Anonimo
Anonimo ha chiesto in Politica e governoPolitica e governo - Altro · 1 decennio fa

mi aiutate ?? mi dite la spiegazione corretta dei regolameti (fonti secondarie)?

precisamente come si dividono, e poi anche i regolamenti governativi , è gradita una spiegazione precisa , grazie mille in anticipo

1 risposta

Classificazione
  • 1 decennio fa
    Risposta preferita

    Nel diritto italiano, il termine regolamento indica una fonte normativa secondaria, sottordinata rispetto alla legge nel sistema della gerarchia delle fonti, la cui emanazione costuisce una facoltà riconosciuta al potere esecutivo.

    Esistono regolamenti ministeriali e interministeriali o regolamenti governativi. In particolare, i regolamenti governativi sono deliberati dal Consiglio dei Ministri, previa consultazione del Consiglio di Stato, sono emanati con D.P.R. e sono registrati presso la Corte dei Conti che ne controlla la legittimità, dopodiché pubblicati sulla Gazzetta Ufficiale.

    La dottrina distingue tradizionalmente diverse tipologie di regolamento:

    - regolamenti di esecuzione: sono di norma previsti dalla legge al fine di dettare norme specifiche per la sua corretta esecuzione, ovvero predispongono gli strumenti più opportuni per l'effettiva messa in pratica delle disposizioni di legge; possono inoltre assolvere all'importante funzione di precisare e integrare le norme predisposte dalla legge (funzione interpretativa).

    - regolamenti di attuazione e integrazione: essi sono adottati quando una disciplina è coperta da riserva di legge relativa e nel caso in cui una legge definisca soltanto norme di principio; tale tipo di regolamento favorisce una migliore applicazione della legge, colmando eventuali incompletezze (mai per materie coperte da riserva di legge assoluta).

    - regolamenti indipendenti: essi sono adottati autonomamente dal Governo per regolamentare materie che non sono affatto disciplinate da una fonte primaria (con esclusione di quelle coperte da riserva di legge assoluta) e che quindi sono solitamente di modesta rilevanza. Non possono mai derogare ad una norma di legge.
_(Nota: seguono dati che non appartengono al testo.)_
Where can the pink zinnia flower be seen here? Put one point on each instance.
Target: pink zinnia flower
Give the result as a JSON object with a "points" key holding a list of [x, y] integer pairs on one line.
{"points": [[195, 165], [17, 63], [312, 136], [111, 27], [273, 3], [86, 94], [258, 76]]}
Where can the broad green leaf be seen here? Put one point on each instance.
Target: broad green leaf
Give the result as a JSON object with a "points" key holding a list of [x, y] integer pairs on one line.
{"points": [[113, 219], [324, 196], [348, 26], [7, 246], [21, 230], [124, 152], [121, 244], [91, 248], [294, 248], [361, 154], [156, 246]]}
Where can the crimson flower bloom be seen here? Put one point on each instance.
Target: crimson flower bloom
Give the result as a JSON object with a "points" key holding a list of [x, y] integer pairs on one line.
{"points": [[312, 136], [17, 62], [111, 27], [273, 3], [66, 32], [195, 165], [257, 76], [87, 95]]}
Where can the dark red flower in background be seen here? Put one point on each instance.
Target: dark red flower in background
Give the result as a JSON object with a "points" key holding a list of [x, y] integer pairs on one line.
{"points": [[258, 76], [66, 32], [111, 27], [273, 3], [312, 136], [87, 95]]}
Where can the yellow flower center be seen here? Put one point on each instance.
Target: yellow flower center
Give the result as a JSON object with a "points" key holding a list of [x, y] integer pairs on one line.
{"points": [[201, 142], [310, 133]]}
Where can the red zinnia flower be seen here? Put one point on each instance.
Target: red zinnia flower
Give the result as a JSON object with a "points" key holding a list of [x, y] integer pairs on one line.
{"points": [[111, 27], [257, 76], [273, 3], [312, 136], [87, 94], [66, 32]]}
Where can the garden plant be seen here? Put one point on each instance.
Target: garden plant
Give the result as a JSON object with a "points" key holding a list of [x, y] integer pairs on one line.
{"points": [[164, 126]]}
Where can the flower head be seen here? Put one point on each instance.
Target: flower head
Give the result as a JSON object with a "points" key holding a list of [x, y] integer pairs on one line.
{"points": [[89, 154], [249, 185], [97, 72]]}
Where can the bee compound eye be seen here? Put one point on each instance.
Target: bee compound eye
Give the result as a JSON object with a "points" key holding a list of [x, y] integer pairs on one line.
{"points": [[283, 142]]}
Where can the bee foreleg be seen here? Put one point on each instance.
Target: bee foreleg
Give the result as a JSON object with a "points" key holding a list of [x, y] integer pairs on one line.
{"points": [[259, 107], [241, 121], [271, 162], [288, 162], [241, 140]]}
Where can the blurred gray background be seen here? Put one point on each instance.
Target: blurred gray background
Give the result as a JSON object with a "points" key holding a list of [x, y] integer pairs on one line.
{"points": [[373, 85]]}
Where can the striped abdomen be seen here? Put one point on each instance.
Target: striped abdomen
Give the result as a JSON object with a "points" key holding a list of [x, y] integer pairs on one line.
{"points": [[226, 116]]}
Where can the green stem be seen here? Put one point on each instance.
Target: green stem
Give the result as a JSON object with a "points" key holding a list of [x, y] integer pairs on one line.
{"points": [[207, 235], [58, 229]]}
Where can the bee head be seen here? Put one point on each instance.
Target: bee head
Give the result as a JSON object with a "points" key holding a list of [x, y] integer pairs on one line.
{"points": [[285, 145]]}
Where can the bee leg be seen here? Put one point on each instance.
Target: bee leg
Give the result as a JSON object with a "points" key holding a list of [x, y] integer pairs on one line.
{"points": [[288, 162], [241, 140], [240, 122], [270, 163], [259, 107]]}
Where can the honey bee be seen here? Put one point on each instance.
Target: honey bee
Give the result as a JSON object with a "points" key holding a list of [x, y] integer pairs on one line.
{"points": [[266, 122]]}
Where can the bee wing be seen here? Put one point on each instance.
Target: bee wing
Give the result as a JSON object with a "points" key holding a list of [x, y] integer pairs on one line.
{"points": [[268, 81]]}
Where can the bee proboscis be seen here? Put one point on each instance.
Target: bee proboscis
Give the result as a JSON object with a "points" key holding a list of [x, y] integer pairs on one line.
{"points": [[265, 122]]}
    - regolamenti delegati (o autorizzati): previsti al fine di dare corso ad un processo di delegificazione (ossia dell'attribuzione al Governo del compito di regolamentare certe materie anche in deroga ad una disciplina precedentemente posta dalla legge). Tale processo è garantito da una legge avente contenuto autorizzatorio del Parlamento che permette di disciplinare con regolamento un oggetto già regolato da legge, anche su una materia coperta da riserva di legge (purché non assoluta). La legge di autorizzazione dispone l'abrogazione della normativa vigente con effetto però dall'entrata in vigore del regolamento (abrogazione differita).

    - regolamenti organizzativi: disciplinano l'organizzazione interna dei pubblici uffici, e prima del 1948 godevano di un ampio raggio d'azione. Dall'entrata in vigore della Costituzione repubblicana, essendo la materia coperta da riserva di legge relativa, essi non si distinguono più nella sostanza dai regolamenti di esecuzione o di attuazione e integrazione. Tuttavia, nel 1997 la materia è stata oggetto di delegificazione, per cui ad essi si sono sostituiti i regolamenti delegati.